If you compare him to Lucien Freud, say, it's obvious that Freud is the more technically accomplished painter. He can read what he sees, and render it. Bacon couldn't do that. If you look at the feet in his paintings, they're bloody awful. He can't do boots. [Laughs] But it's so bloody powerful. His work always veers into the imagination. There's always this raw, dark power, this visceral energy that is compelling. The paint is alive.

Great art comes from nowhere. In a way, I think Bacon said "fuck off" to what went before. He didn't go the traditional route that the great painters went. He didn't have the patience to be like Velasquez or Ingres or whoever. He used to look to these guys, but he just didn't have the patience to be like them and do what they did. He painted from photographs, he stuck bits of corduroy in there, bits of glass, whatever it took to get there.

He talked about the brutality of fact. It's incredibly brave to take that on, to face up to the horror and stare it down. Over and over. I mean, I've made maybe four good pieces and the rest are, you know, sort of happy. He wasn't like that. He was his own worst and best critic. He pushed himself to the edge every time. They give you the shivers, his best paintings. He looks into the room that no one wants to look in. He looks in the mirror and he sees meat. He shuns tenderness. He wants to sleep on a hard bed. I think he saw the brutality early on and he decided to take it on.

I saw him a few times in the Colony but I avoided him, because he was my hero. And I saw him be cruel and abusive to people around him. He was a bad drunk. He was wrestling with the darkness all the time. The idea of putting yourself into your art is a weird one. It makes for a hard life. The fears, the dread, the hopes even; you have to stand naked. I once made this work called Standing Alone on the Precipice and Overlooking the Arctic Wastelands of Pure Terror. It's from a book I read. I actually think Bacon lived like that. There's a nasty, angsty, brutish edge to his work that is somehow about the nasty comedown side of things, the horrific hangover, the psychic fallout of the heavy drinking, the shadowy things you glimpse at the edge of your vision, the existential terror. It's like you can surround yourself with things that give you comfort or you can live an animalistic life. He chose the latter, leaving his animal tracks in the snow.

I went around to his studio one night when I was on the charlie [cocaine]. John Edwards took me around. John was really upset about his death and we were all off our heads, but you could feel this huge presence. And this huge absence. It was palpable.

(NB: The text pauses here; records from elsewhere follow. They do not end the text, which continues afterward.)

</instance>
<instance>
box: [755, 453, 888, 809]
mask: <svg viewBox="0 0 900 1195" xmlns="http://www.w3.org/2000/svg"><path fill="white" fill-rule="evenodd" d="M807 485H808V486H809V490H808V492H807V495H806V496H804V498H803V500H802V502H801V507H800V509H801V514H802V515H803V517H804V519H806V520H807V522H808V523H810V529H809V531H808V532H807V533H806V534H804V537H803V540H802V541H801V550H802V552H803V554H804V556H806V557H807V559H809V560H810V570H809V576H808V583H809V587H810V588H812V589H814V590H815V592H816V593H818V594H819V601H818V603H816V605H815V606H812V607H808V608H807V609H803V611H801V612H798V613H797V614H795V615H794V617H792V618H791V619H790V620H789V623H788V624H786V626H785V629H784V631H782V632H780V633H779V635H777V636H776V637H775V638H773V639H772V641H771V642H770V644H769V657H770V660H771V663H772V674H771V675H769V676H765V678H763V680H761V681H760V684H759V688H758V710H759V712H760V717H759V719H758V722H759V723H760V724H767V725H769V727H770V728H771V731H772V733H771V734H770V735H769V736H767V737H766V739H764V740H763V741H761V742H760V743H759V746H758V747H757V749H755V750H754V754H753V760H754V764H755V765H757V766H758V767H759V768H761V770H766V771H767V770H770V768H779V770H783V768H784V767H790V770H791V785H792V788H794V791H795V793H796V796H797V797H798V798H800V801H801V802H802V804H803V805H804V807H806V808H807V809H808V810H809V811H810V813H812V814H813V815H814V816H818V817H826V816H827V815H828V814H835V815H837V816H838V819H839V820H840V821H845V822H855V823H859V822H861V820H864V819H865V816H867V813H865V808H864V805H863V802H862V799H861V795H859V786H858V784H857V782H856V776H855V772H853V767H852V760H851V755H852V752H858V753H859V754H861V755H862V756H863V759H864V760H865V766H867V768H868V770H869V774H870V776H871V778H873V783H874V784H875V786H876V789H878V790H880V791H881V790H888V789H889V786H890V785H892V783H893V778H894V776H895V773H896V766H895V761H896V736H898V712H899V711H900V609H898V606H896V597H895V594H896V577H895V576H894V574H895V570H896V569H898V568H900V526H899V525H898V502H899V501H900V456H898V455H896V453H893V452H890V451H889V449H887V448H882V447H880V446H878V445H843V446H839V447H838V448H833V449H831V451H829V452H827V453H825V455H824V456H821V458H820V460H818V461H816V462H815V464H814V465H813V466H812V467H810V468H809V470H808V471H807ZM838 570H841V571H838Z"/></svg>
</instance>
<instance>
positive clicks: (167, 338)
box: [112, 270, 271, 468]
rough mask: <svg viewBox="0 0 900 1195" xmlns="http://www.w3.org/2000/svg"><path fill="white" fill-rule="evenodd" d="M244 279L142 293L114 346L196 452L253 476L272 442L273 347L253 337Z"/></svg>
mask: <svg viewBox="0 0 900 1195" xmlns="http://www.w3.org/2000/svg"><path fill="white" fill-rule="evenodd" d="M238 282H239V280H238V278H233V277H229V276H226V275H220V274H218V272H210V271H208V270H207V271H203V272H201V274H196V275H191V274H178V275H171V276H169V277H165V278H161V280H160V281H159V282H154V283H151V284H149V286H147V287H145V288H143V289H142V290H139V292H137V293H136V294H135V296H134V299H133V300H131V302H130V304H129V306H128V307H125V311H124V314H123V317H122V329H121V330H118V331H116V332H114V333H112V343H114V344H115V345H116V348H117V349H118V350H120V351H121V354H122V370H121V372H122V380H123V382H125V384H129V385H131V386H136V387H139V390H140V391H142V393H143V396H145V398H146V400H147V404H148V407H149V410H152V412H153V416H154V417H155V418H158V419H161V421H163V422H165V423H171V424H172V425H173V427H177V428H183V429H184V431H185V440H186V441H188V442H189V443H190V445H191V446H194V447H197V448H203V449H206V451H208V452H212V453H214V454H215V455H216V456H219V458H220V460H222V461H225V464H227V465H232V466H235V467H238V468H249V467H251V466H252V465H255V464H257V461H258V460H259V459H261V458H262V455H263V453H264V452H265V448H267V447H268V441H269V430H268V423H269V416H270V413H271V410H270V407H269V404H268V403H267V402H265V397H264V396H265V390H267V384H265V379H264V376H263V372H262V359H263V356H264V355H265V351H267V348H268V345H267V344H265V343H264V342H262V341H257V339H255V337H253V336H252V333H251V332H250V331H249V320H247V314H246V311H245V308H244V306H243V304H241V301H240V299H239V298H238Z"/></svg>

I was obsessed with him as a young painter. I was into punk and I was into Bacon. He was out there on his own. You had the Surrealists, the Impressionists, the Pointillists and all the other ists, and you had Bacon. I gave up painting at 15 because of him. I was just doing bad Bacons. I saw his work and I stopped wanting to be a painter. I stepped aside into sculpture. I've gone back lately, though. For the last two years I've been in the shed slapping paint on canvas. Big and small paintings. Skulls, crows, tryptichs. Dark blue. Baconesque. He's a supreme colourist. Beautiful colours. He seduces you with colour.

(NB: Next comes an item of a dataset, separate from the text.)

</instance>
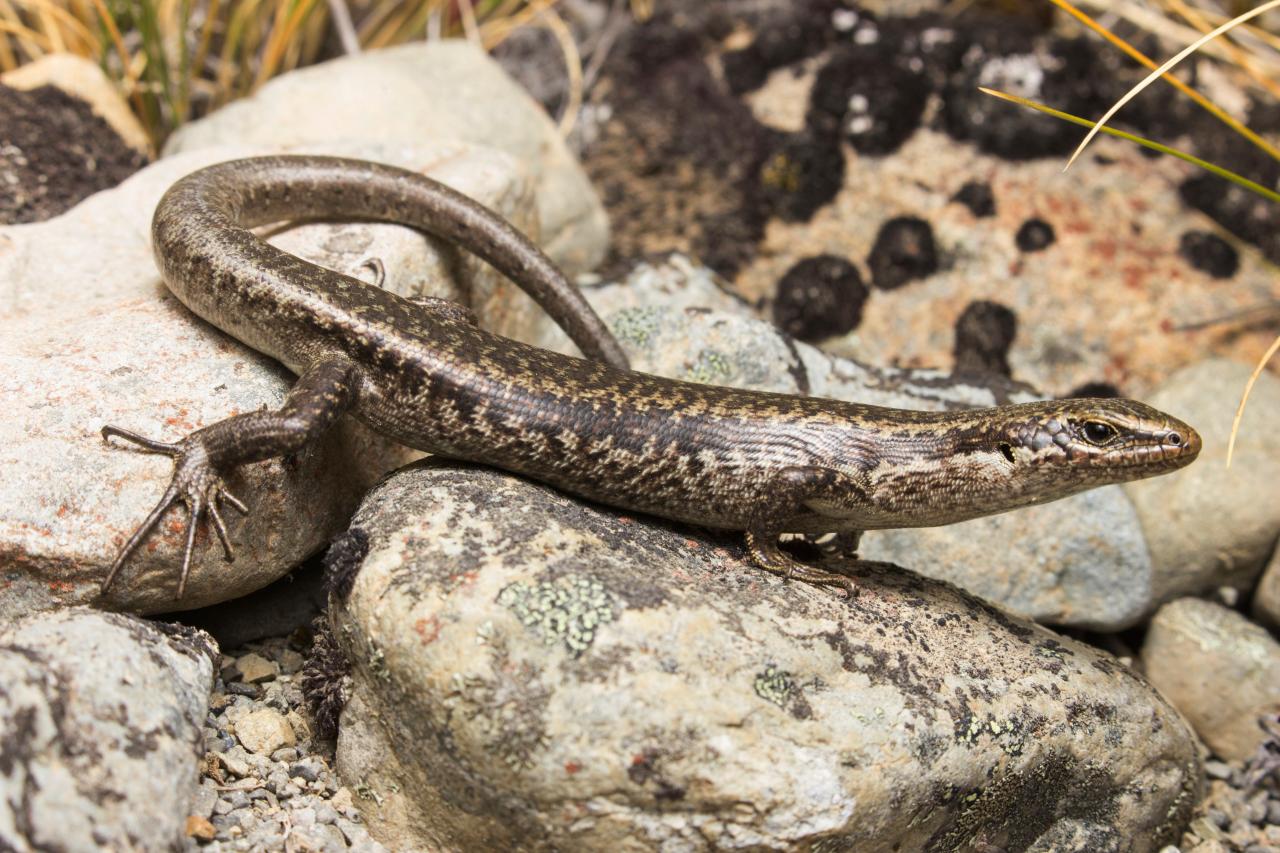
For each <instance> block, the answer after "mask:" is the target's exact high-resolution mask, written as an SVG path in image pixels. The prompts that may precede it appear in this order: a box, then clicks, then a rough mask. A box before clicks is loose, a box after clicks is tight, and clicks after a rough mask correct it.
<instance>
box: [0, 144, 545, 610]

I have five Bacons now. They'll end up in the Manor [Hirst's country estate in Toddington]. I have one on the wall by the TV. I watch it more than I watch the TV. You can't not look at it. It demands your attention, pulls you in. It's just unbelievable to me that I own them.

He popped into the Saatchi once to look at my work. They called me and said, 'Bacon's been in, he was here for about an hour.' I didn't really believe them but then here's this letter he wrote to Louis Le Brocquy, the Irish painter, where he says, 'I saw this Hirst fly piece and it really worked.' I still can't quite believe it.


From an interview by Sean O'Hagan
The Guardian Observer, Sunday August 10 2008
guardian.co.uk

Francis Bacon Retrospective at Tate Britain until January 4, 2009. (It goes to Madrid's Prado from February 3 to April 19, 2009 and then to New York's Metropolitan Museum of Art, May 18-August 16, 2009. The question is, Where will I see it?